O que é a síndrome de Gorlin?
A síndrome de Gorlin, também conhecida pelo nome de síndrome do nevo de células basais , é uma condição que afeta a pele e potencialmente muitas outras partes do corpo. É caracterizada pela facilidade com que o corpo forma cancros da pele das células basais, geralmente muito mais cedo na vida e com mais frequência do que as outras pessoas experimentam. Existem muitos outros sintomas em potencial dessa condição e requer acompanhamento cuidadoso com dermatologistas e outros médicos, como oncologistas, para evitar complicações graves ou tratar complicações antes de se tornar uma ameaça à vida. A doença é geralmente herdada, mas às vezes ocorre espontaneamente por mutação genética durante a formação fetal.
A principal causa dos sintomas da síndrome de Gorlin é o mau funcionamento do gene PTCH-1. Uma versão adequada desse gene ajuda o crescimento celular a funcionar normalmente. Quando esse gene não funciona, o crescimento celular pode ocorrer muito rapidamente, resultando no desenvolvimento anormal de carcinomas basocelulares ou outros cistos e cânceres. Na maioria dos casos, as pessoas com esta doença herdam diretamente de um dos pais que a possui, para que as pessoas com a doença tenham 50% de chance de passar a doença para cada um de seus filhos. Em casos mais raros, o gene PTCH-1 é danificado sem essa herança direta dos pais, e deve-se notar que, não importa como a doença surja, é considerado muito raro.
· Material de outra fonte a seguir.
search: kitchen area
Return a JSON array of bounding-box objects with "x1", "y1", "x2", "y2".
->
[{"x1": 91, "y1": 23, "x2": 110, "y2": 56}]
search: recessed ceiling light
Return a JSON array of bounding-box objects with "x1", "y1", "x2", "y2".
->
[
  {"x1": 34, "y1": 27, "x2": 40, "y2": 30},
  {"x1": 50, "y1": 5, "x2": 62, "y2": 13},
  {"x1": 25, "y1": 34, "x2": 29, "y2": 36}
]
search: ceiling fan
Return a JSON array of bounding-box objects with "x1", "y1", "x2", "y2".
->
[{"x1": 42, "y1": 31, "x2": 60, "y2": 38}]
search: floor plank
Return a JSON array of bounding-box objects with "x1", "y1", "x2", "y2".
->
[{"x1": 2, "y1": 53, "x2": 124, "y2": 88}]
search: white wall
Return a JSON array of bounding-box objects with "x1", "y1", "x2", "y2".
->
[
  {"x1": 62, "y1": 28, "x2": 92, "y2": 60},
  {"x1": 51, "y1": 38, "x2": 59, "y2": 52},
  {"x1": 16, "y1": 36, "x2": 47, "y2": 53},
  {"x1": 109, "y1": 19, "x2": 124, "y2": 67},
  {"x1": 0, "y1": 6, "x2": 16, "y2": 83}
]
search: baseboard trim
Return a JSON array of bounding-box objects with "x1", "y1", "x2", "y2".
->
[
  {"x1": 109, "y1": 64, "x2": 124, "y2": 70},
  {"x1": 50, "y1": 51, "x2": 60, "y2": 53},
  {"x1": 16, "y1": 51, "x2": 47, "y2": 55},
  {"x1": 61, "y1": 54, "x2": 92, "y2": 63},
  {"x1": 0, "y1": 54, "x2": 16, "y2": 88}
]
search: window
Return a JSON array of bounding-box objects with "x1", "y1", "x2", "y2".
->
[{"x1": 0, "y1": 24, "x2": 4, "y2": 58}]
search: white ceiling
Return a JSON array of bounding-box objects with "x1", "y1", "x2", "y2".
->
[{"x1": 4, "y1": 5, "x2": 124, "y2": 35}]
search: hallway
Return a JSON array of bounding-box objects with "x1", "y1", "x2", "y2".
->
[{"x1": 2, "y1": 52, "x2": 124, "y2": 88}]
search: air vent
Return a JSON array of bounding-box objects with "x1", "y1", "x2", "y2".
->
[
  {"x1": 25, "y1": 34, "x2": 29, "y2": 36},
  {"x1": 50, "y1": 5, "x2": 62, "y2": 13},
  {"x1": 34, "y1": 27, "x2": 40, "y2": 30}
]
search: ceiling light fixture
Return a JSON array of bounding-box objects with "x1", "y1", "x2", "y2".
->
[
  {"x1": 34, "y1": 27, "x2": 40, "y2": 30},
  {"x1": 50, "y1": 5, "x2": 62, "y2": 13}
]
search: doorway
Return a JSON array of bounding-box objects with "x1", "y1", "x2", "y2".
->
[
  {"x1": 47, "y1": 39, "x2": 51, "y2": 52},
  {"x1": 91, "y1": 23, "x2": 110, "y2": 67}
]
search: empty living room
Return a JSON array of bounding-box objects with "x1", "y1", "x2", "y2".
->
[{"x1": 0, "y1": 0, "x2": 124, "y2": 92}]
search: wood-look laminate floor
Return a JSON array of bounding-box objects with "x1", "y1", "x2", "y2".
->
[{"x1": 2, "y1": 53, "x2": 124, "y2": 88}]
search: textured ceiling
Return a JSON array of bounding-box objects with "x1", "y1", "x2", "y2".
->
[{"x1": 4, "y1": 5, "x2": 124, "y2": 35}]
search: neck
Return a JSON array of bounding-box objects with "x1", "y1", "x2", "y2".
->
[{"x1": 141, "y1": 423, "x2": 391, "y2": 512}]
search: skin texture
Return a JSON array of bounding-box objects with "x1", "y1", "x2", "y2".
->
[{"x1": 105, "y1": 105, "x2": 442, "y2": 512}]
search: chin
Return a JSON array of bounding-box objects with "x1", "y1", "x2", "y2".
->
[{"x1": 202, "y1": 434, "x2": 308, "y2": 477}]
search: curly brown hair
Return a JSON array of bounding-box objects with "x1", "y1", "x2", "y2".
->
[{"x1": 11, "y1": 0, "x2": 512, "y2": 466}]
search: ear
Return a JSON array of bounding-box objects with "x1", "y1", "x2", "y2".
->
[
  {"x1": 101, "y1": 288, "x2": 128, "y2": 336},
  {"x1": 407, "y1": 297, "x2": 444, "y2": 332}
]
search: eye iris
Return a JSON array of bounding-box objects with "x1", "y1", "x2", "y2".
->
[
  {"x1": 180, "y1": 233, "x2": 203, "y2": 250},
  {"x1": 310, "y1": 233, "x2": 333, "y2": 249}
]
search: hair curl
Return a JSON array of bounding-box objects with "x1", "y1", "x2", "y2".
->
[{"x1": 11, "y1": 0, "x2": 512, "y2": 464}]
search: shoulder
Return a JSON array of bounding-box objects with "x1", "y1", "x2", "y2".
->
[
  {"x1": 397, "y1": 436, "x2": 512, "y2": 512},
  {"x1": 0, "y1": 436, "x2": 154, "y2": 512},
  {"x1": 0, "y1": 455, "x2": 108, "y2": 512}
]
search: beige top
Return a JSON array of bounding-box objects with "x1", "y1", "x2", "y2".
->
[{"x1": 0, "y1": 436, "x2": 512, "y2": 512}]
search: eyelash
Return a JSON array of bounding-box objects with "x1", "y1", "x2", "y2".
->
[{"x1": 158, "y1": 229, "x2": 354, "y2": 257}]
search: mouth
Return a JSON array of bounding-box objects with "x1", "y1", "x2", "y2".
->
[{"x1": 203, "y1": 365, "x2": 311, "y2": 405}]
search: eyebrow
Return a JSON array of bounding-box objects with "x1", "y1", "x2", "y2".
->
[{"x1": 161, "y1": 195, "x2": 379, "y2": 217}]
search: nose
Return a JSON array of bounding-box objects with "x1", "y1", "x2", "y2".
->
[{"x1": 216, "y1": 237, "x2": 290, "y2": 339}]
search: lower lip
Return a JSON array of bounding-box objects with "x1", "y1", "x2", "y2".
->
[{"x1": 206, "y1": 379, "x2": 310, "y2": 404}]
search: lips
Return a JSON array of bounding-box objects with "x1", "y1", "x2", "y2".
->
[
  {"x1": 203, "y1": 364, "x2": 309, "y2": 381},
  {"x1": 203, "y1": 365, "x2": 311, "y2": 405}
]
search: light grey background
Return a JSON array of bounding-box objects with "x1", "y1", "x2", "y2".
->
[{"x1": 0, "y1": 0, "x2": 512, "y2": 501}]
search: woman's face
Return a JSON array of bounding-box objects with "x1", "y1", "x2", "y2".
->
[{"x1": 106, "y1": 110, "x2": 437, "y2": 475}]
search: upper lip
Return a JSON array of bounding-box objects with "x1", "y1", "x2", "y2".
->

Além do desenvolvimento de carcinomas basocelulares que podem começar durante a puberdade, a síndrome de Gorlin apresenta outros sintomas, mas estes variam em expressão em cada indivíduo. Algumas pessoas desenvolvem tumores na mandíbula, que geralmente são benignos. Outros tumores podem se desenvolver no cérebro, coração ou ovários, embora nem sempre. Algumas pessoas podem desenvolver sintomas secundários a crescimentos anormais, incluindo convulsões, cegueira ou danos ao ritmo cardíaco ou à audição. A condição também pode ser caracterizada por pequenas diferenças de aparência, e as pessoas com síndrome de Gorlin podem ter narizes mais largos e testas mais proeminentes, ou cabeças maiores em geral, e a coluna curvada também pode estar presente ou resultar de crescimentos na coluna.
O tratamento da síndrome de Gorlin varia conforme o indivíduo. Quando essa condição é diagnosticada, as pessoas são orientadas a evitar a exposição ao sol e outras formas de exposição à radiação a partir dos raios-x. Os dermatologistas avaliam a pele com frequência quanto a câncer de pele de células basais e os removem mais cedo antes que eles tenham tempo para se espalhar. Os médicos também observam os pacientes quanto a possíveis sintomas que indiquem tumores se espalhando por outras partes do corpo. Essa vigilância pode fazer muito para manter a condição sob controle, e muitas pessoas com essa síndrome podem ter expectativas de vida razoáveis e vidas relativamente normais, se sua condição estiver sendo seguida com cuidado.
Infelizmente, nem todas as pessoas com essa condição conseguem viver uma vida completamente normal ou alcançar uma expectativa de vida plena. O grau de normalidade pode ser influenciado pela gravidade da condição, que nem sempre é controlável. Por esse motivo, pesquisadores médicos e aqueles que foram diagnosticados com a síndrome de Gorlin procuram soluções médicas curativas que estão sendo desenvolvidas no futuro.